File size: 4,619 Bytes

---
license: mit
tags:
- misspelling
- generator
- python
- ipynb
---

# Misspelling Generator 

A misspelling words generator of the 466k words from data [provider](https://github.com/dwyl/english-words) written `words.txt`. For demonstation, we only use 7 letters combination minimum to generate:
```
  Words processed  : 125,414
  Lines written    : 173,110,626
  Output file      : misspellings_permutations.txt
  File size        : 2.53 GB
```
depending your storage, you could do more litter combination limit, just configure the `MAX_WORD_LEN` in the script.

- use `generate_permutations_colab.py` or `google_collab_173MSW.ipynb` to generate 173,110,626 misspelling words from 125,414 processed datasets; the output is downloadable at [HuggingFace](https://huggingface.co/datasets/algorembrant/generated-misspelling-words/blob/main/173Million-misspelling-words.txt)
- use `generate_typos_colab.py` or `google_collab_263MSW.ipynb` to  generate 26,636,990 misspelling words from 415,701 processed datasets; the output is downloadable at [Hugging Face](https://huggingface.co/datasets/algorembrant/generated-misspelling-words/blob/main/26Million-misspelling-words.txt)
  
<br><br><br>
### Option 1 — use ``generate_typos_local.py` (Run Locally)

Generates **realistic typo variants** using 4 strategies:

| Strategy | Example (`hello`) | Variants |
|---|---|---|
| Adjacent swap | `hlelo`, `helol` | n−1 per word |
| Char deletion | `hllo`, `helo`, `hell` | n per word |
| Char duplication | `hhello`, `heello` | n per word |
| Keyboard proximity | `gello`, `jello`, `hwllo` | varies |

- Processes only **pure-alpha words** with length ≥ 3
- Produces roughly **10–50 typos per word** → ~5M–20M lines total
- Output: data/misspellings.txt in `misspelling=correction` format

**To run:**
```
python generate_typos_local.py
```

---

### Option 2 — use `generate_permutations_colab.py` (Google Colab)

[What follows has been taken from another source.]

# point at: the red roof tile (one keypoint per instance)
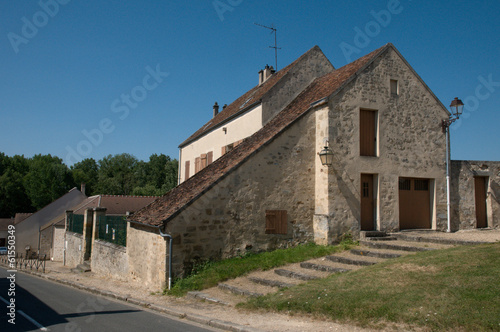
(173, 202)
(5, 222)
(243, 103)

Generates **ALL letter permutations** of each word. Key config at the top of the file:

```python
MAX_WORD_LEN = 7   # ← CRITICAL control knob
```

---

## Google Colab Education

### What Is Google Colab?

Google Colab gives you a **free Linux VM** with Python pre-installed. You get:

| Resource | Free Tier | Colab Pro ($12/mo) |
|---|---|---|
| **Disk** | ~78 GB (temporary) | ~225 GB (temporary) |
| **RAM** | ~12 GB | ~25-50 GB |
| **GPU** | T4 (limited) | A100/V100 |
| **Runtime limit** | ~12 hours, then VM resets | ~24 hours |
| **Google Drive** | 15 GB (persistent) | 15 GB (same) |

> [!IMPORTANT]
> Colab disk is **ephemeral** — when the runtime disconnects, all files on the VM are deleted. Only Google Drive persists.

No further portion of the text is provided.